The following relates to the information processing arts, information storage arts, classification arts, and related arts. It finds particular application in connection with the development and use of a linear classifier which operates in a different space than labeled training sample vectors that are representative of images or other objects, and will be described with particular reference thereto.
Digital objects, such as images, speech segments, text documents, and the like are commonly represented as digital files or digital representations, for example as bitmaps or grayscale or color pixel maps in the case of images, audio files in the case of speech segments, or text or word processing files in the case of text documents. In the processing and/or storage of such objects, it is useful to classify the objects automatically, with respect to one or more classes. For example, pictorial images can be classified by subject matter, e.g., images of cats, images of dogs, images of vehicles, images of people.
To facilitate classification, a signature of the object is generated, which may be in the form of a vector having a relatively high dimensionality, i.e., which is sufficient to provide a unique signature for each object, but which incorporates substantially less data than the original object. Thus, for example, an image containing millions of pixels may be represented by a vector having perhaps 128-10,000 dimensions. For images, a suitable vector can be generated by computing features of selected image patches or sampling regions distributed across the image, and employing the computed features as elements of the feature vector or as inputs to a model which assigns a vector based thereon. For images, a Fisher vector or “bag-of-visual-words” vector representation can be used as a suitable vector representation. In the case of text documents, a “bag-of-words” vector representation is sometimes used, in which each vector element corresponds to a word and has a value indicative of a count of occurrences of that word in the text document.

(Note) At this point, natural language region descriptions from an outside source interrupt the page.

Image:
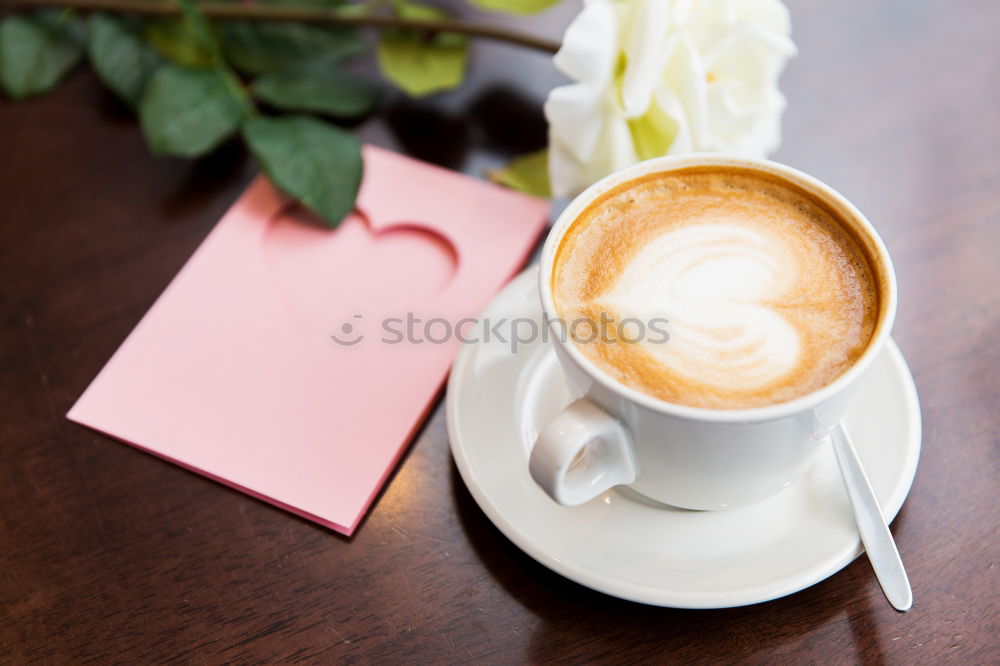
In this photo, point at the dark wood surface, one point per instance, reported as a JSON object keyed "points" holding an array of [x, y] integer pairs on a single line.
{"points": [[108, 554]]}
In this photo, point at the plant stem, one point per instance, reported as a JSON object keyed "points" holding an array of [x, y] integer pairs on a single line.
{"points": [[258, 12]]}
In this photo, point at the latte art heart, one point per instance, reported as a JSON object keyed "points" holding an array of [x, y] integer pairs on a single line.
{"points": [[718, 285], [767, 295]]}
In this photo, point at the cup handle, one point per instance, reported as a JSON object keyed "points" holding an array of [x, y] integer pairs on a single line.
{"points": [[581, 453]]}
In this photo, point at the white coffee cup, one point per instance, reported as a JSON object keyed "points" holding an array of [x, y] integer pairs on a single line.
{"points": [[685, 456]]}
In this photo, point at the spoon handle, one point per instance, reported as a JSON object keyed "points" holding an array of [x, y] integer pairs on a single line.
{"points": [[874, 531]]}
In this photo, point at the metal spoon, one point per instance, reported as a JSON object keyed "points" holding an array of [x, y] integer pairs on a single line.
{"points": [[874, 530]]}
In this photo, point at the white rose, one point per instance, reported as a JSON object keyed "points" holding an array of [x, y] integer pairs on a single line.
{"points": [[662, 77]]}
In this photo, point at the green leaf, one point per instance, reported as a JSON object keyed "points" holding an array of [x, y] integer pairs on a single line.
{"points": [[259, 47], [37, 51], [528, 173], [319, 90], [316, 163], [515, 6], [652, 133], [188, 112], [180, 41], [123, 60], [418, 62]]}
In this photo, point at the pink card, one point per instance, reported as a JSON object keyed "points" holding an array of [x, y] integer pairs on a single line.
{"points": [[278, 361]]}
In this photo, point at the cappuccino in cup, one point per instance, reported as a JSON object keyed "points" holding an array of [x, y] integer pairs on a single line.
{"points": [[769, 293], [778, 296]]}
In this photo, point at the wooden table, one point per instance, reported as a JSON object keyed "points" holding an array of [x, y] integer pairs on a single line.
{"points": [[109, 554]]}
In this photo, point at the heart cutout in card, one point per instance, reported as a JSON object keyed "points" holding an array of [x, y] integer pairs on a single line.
{"points": [[295, 362]]}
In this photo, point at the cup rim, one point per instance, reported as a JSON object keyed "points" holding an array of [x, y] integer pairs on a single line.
{"points": [[751, 414]]}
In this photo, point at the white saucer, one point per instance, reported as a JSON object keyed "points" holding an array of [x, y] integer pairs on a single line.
{"points": [[630, 547]]}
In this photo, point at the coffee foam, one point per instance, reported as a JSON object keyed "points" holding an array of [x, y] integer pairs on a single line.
{"points": [[768, 295]]}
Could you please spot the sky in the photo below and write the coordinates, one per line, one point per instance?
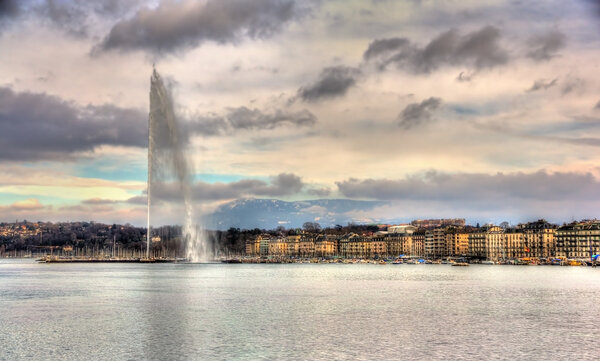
(487, 110)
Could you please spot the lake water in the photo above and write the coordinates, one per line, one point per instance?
(297, 312)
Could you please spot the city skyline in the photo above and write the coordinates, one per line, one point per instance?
(487, 110)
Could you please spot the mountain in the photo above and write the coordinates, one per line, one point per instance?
(271, 213)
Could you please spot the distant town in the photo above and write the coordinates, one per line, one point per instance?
(436, 240)
(432, 240)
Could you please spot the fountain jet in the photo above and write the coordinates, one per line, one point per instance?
(168, 161)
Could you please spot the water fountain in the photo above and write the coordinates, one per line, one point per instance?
(168, 162)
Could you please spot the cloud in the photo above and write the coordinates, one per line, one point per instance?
(418, 113)
(384, 46)
(139, 200)
(284, 184)
(464, 77)
(26, 205)
(542, 84)
(545, 46)
(98, 201)
(9, 8)
(239, 118)
(319, 192)
(333, 82)
(37, 126)
(478, 187)
(181, 25)
(478, 49)
(572, 84)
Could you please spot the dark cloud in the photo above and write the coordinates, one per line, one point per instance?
(545, 46)
(284, 184)
(417, 113)
(186, 24)
(37, 126)
(479, 49)
(333, 82)
(572, 85)
(246, 118)
(469, 187)
(542, 84)
(464, 77)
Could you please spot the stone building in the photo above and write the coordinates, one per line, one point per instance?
(578, 240)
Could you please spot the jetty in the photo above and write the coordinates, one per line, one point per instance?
(53, 259)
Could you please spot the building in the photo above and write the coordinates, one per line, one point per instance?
(418, 243)
(354, 246)
(278, 247)
(306, 246)
(457, 242)
(487, 242)
(539, 238)
(293, 247)
(253, 245)
(438, 223)
(326, 246)
(401, 229)
(578, 240)
(513, 245)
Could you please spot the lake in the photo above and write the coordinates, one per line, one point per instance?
(296, 312)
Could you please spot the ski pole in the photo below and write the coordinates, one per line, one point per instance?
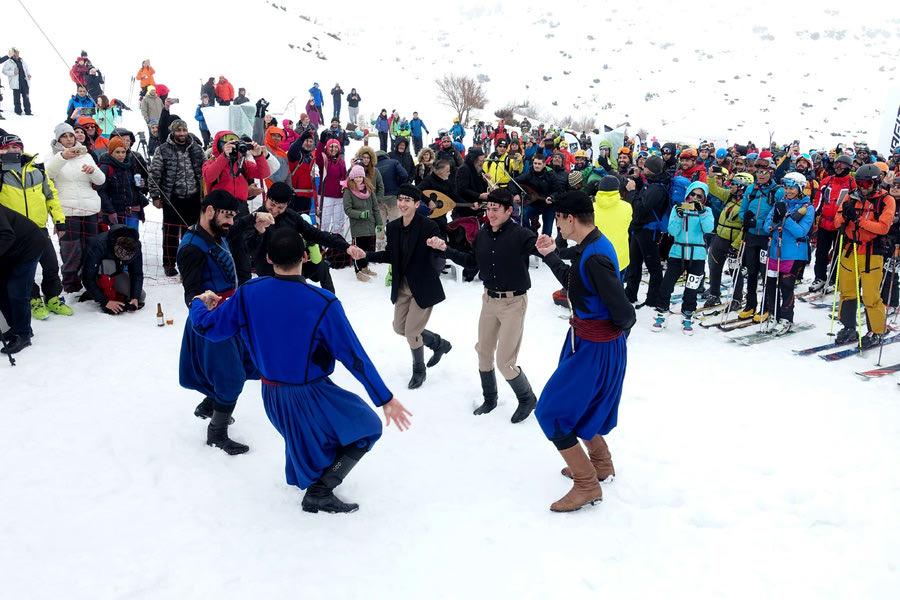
(890, 296)
(858, 295)
(837, 281)
(777, 275)
(12, 361)
(734, 275)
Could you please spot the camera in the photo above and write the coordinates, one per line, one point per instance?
(11, 161)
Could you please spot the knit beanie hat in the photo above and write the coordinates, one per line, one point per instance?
(655, 164)
(115, 143)
(60, 129)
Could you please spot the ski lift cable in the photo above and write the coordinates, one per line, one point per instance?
(36, 24)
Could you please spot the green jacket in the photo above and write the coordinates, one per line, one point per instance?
(29, 192)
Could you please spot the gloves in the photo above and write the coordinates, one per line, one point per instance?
(779, 212)
(848, 209)
(749, 220)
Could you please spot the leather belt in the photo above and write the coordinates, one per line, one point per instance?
(493, 294)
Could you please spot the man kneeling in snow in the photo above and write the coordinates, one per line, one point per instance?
(113, 271)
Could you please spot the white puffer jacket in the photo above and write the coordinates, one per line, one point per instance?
(77, 197)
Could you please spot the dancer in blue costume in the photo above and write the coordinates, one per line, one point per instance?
(326, 429)
(581, 399)
(216, 370)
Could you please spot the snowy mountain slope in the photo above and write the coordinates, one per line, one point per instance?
(742, 472)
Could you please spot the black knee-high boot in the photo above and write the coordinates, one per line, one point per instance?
(320, 495)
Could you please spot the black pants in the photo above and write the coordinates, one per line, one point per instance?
(51, 285)
(643, 249)
(674, 268)
(20, 98)
(365, 242)
(785, 287)
(824, 245)
(718, 259)
(753, 247)
(178, 215)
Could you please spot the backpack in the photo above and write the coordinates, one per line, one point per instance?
(677, 192)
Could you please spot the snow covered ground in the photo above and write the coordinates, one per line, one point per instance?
(743, 472)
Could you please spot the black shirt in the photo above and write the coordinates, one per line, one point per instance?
(501, 256)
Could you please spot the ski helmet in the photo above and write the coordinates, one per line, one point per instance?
(742, 179)
(868, 173)
(794, 180)
(843, 159)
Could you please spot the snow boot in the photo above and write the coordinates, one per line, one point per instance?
(39, 309)
(872, 339)
(712, 301)
(586, 489)
(600, 457)
(58, 306)
(847, 334)
(436, 343)
(320, 495)
(489, 390)
(217, 435)
(205, 410)
(525, 395)
(418, 377)
(687, 323)
(660, 322)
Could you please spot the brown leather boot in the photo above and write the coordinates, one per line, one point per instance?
(586, 489)
(600, 457)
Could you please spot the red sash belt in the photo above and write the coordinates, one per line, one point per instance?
(595, 330)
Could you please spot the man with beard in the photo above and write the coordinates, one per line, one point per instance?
(500, 252)
(216, 369)
(274, 215)
(176, 173)
(547, 184)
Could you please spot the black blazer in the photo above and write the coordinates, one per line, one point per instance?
(421, 265)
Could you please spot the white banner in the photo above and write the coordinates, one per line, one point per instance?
(889, 132)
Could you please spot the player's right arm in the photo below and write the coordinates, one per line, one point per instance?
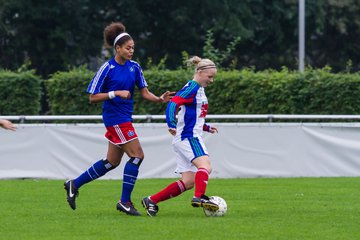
(183, 97)
(95, 88)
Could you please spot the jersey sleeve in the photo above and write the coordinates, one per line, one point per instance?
(184, 97)
(140, 79)
(206, 127)
(96, 83)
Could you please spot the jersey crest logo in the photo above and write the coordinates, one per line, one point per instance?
(204, 108)
(131, 133)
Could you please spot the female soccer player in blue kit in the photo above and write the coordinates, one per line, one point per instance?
(193, 162)
(114, 85)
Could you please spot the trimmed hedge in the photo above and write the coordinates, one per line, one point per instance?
(317, 91)
(20, 93)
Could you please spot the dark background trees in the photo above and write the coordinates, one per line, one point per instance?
(53, 35)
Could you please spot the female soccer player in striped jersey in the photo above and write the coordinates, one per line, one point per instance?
(193, 162)
(114, 85)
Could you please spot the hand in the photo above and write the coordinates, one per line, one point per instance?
(7, 125)
(123, 94)
(213, 130)
(166, 96)
(172, 131)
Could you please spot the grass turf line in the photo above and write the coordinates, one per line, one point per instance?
(261, 208)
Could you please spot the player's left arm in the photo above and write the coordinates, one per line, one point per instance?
(164, 98)
(210, 129)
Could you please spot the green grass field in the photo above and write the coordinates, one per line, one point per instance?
(262, 208)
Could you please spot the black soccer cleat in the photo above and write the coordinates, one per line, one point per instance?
(205, 203)
(150, 207)
(127, 208)
(71, 193)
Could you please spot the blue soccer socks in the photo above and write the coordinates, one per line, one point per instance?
(100, 168)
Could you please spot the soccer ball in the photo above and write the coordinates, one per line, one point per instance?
(222, 207)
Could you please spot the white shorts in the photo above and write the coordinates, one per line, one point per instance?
(186, 151)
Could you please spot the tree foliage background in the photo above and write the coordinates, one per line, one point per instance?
(55, 35)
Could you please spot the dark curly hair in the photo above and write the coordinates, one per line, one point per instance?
(111, 31)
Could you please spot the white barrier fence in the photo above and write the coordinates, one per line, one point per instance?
(268, 149)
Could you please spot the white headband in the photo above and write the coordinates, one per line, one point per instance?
(120, 36)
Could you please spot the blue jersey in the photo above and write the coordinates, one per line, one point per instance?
(111, 77)
(193, 105)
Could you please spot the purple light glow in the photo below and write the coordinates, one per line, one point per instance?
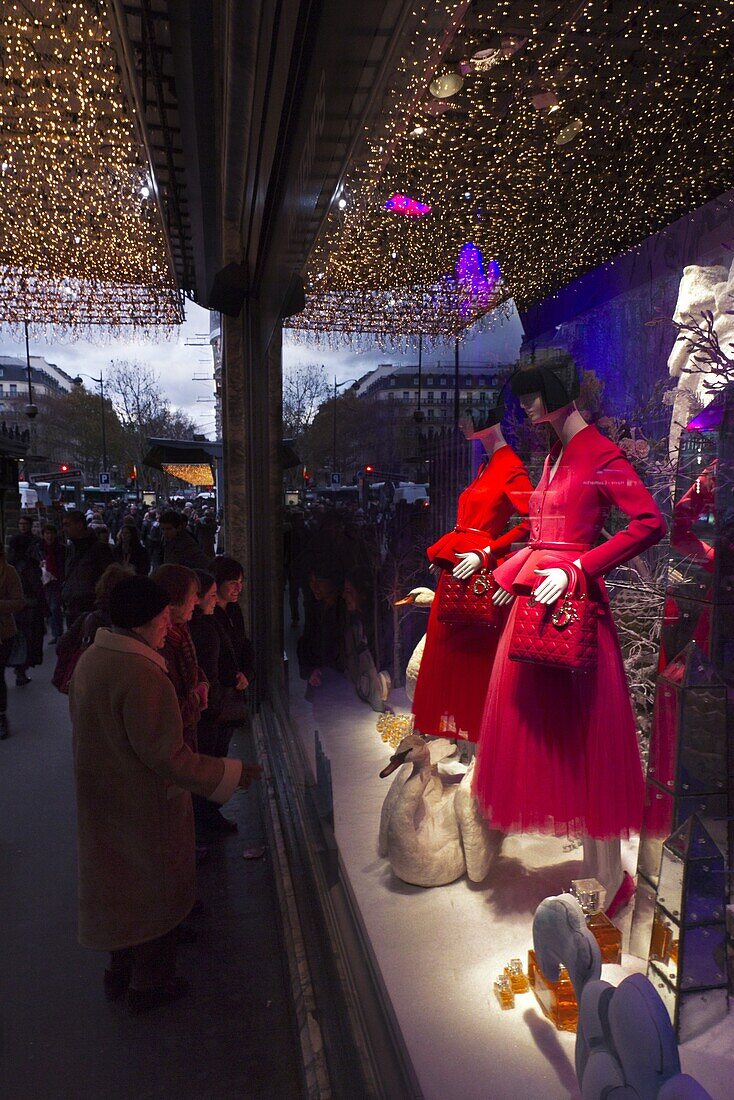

The classifier receives the vector representation of the object and outputs a classification based on the vector representation. Where there are multiple classes, this can be considered as a series of two class decision problems where each class is evaluated against the rest. The classification may be hard (e.g., “1” if the object is assigned to the class or “0” otherwise), or can be soft (e.g., the classification output is a value between 0 and 1 inclusive with higher values indicating a higher likelihood of membership in the class). A soft classification can be converted to a hard classification by thresholding. Typically, the classifier has adjustable parameters whose values are determined by training with a labeled training set. The objective of the training is to select the adjustable parameters such that the output of the classifier substantially agrees with the classification labels assigned to the objects of the training set.
In general, classifiers may be linear or nonlinear. Linear classifiers, such as those using some form of logistic regression, are typically more computationally efficient than nonlinear classifiers, such as those employing kernel learning. However, nonlinear classifiers are typically more accurate than linear classifiers. When the dataset used in learning the classifier parameters is large, the training cost, in terms of the computation time for a non-linear classifier, can be significant. It would be advantageous to train a classifier which has an accuracy which approaches the accuracy that is typical of nonlinear classifiers, but which has a computational cost more typical of linear classifiers.